# Shower on stage



## highlandmist11 (Apr 29, 2010)

I read the old thread about the shower without getting wet from South Pacific but it didn't help my predicament. My question is about designing the shower in general. We had a completely self-contained shower on stage during my undergrad, but I don't know how it was done. I assume via some type of battery operated pump? I have never done running water on stage and would really love for it to be self-contained. It doesn't seem like it would be terribly difficult, but I am having trouble finding much helpful info. Any thoughts or suggestions would be greatly appreciated.


----------



## MarshallPope (Apr 29, 2010)

You first place to look may be the back yard pond section at Home Depot. I have used that type of pump before for similar projects to this. Just make sure it gives you enough pressure to get the water all the way to the top and do more than trickle. There should be a chart on the box for any pump you end up with stating the gallons per hour at various lift heights.

Chances are you will use a submersible pump (which would probably be much easier to find), so keep in mind the depth required for one of these underneath the shower. I would imagine a good 6-10 inches would be needed. Also, the deeper it is, the more it will muffle the sound of the pump.


----------



## shiben (Apr 29, 2010)

If you have a source of pressurized water that would probably work too, using a hose or something. Might be rather cold. Does the unit need/want to be self contained?


----------



## philhaney (Apr 29, 2010)

MarshallPope said:


> ...make sure it gives you enough pressure to get the water all the way to the top and do more than trickle ... Chances are you will use a submersible pump...

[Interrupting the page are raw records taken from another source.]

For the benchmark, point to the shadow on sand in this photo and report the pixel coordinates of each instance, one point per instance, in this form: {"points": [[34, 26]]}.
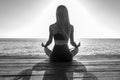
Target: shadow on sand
{"points": [[57, 71]]}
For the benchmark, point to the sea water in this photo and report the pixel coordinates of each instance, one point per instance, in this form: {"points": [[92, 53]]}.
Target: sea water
{"points": [[19, 47]]}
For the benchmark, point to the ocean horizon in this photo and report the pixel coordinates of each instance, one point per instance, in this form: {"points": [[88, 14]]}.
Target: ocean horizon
{"points": [[32, 46]]}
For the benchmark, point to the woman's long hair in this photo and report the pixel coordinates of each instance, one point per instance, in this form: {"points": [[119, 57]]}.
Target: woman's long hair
{"points": [[62, 18]]}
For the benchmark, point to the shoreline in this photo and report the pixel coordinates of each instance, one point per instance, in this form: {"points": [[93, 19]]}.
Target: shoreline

If you use a submersible pump, check to see how "submersed" it has to be. Any pump will have a different lifting height and flow rate in 3 inches of water than it will if it's under three feet of water.

If an actor has to get in and use the shower, also be sure to include some type of filter and change the water and clean the shower before every performance. Unlike a large public pool, the water in a self-contained shower unit will become contaminated with skin cells and oils, and dirt, etc. pretty quickly. There is a health issue to consider as well as just making a functional shower unit...


----------



## KeepOnTruckin (Apr 29, 2010)

I would think the shower would need to have warm water for the actor's enjoyment and health. Can you connect it to a sink with high pressure or something?


----------



## shiben (Apr 29, 2010)

KeepOnTruckin said:


> I would think the shower would need to have warm water for the actor's enjoyment and health. Can you connect it to a sink with high pressure or something?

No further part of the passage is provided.